The corpse didn’t move—and, of course, it didn’t talk back.

The Pillar wasn’t sure what was going on. He didn’t want to break Carroll’s arm to get the pill. But, looking at his watch, he knew he was losing time.

“She will die, Carroll,” Pillar said in Carroll’s ear. “This future is a mistake. What’s done is done. I can go back and save her. She doesn’t have to take the same route again. She just messed up.”

The corpse’s hand stiffened even more.

“It’s not her fault, Carroll,” the Pillar pleaded. “Let me help her. She saved your life, for God’s sake. This is only a possible future. You of all people know this. We can always change the future.” The Pillar was fighting a tear, threatening to break his lifetime record of never crying, not once.

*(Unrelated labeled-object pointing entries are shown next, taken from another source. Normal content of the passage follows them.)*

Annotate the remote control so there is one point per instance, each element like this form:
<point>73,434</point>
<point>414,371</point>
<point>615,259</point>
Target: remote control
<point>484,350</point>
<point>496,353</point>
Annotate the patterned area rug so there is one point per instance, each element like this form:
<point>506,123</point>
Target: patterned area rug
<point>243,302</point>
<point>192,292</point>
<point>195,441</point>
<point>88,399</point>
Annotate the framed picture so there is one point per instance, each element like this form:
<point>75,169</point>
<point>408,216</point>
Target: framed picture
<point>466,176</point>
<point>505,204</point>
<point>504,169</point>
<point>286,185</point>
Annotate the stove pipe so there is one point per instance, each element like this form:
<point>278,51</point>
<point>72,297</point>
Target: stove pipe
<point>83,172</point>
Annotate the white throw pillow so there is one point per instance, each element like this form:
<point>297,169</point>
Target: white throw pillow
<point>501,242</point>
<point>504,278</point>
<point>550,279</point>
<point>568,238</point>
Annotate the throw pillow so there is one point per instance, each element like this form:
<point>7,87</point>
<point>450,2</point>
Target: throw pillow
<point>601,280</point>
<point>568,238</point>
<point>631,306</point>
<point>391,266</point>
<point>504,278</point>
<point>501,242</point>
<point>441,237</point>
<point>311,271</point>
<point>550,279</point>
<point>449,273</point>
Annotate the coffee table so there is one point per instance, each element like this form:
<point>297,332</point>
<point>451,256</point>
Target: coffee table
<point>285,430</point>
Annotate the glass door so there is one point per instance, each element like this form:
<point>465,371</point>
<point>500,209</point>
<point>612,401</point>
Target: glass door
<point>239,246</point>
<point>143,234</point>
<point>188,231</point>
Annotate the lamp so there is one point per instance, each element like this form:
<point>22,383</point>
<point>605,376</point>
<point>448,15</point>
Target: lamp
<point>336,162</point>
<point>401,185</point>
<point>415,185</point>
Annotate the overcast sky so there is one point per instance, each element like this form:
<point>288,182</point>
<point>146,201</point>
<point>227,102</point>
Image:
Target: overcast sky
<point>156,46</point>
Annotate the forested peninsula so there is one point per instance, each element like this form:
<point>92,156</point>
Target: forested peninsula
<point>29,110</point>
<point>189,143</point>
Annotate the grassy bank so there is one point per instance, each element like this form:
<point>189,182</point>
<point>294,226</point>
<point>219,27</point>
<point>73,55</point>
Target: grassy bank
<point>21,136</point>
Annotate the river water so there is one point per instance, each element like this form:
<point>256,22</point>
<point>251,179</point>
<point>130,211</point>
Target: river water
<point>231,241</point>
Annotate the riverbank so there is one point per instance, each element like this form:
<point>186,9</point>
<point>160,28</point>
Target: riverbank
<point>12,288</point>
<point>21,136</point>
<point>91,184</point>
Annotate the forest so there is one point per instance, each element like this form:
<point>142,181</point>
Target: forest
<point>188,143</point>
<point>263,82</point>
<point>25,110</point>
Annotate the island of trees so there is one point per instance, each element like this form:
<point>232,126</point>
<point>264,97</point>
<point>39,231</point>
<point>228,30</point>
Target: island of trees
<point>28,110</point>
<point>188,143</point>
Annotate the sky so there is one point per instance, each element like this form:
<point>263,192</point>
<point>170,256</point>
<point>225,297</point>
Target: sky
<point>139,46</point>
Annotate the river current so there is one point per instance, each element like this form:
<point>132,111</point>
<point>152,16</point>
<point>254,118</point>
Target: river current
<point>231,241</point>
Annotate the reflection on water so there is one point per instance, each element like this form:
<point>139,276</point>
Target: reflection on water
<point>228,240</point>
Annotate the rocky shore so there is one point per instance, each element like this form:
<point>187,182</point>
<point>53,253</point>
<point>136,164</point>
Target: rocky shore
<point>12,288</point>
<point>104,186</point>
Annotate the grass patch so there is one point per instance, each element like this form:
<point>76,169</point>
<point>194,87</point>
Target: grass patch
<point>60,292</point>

He gently put his hands on Carroll’s chest. “For the sake of the good memories, Carroll,” the Pillar said. “Don’t let what happened after the circus do this to you. She needs to live, find the keys, and save the world. For the sake of your memories with her in the garden in Christ Church.”

Carroll’s stiffened hands loosened a bit at the Pillar’s last words.

“Remember those days, her playing in garden, behind the door to Wonderland? Remember her fluttering hair, the sparkling eyes of a child who loved rabbits and turtles? The girl who hated books without pictures and lived in the minds of every child in the world until this day?”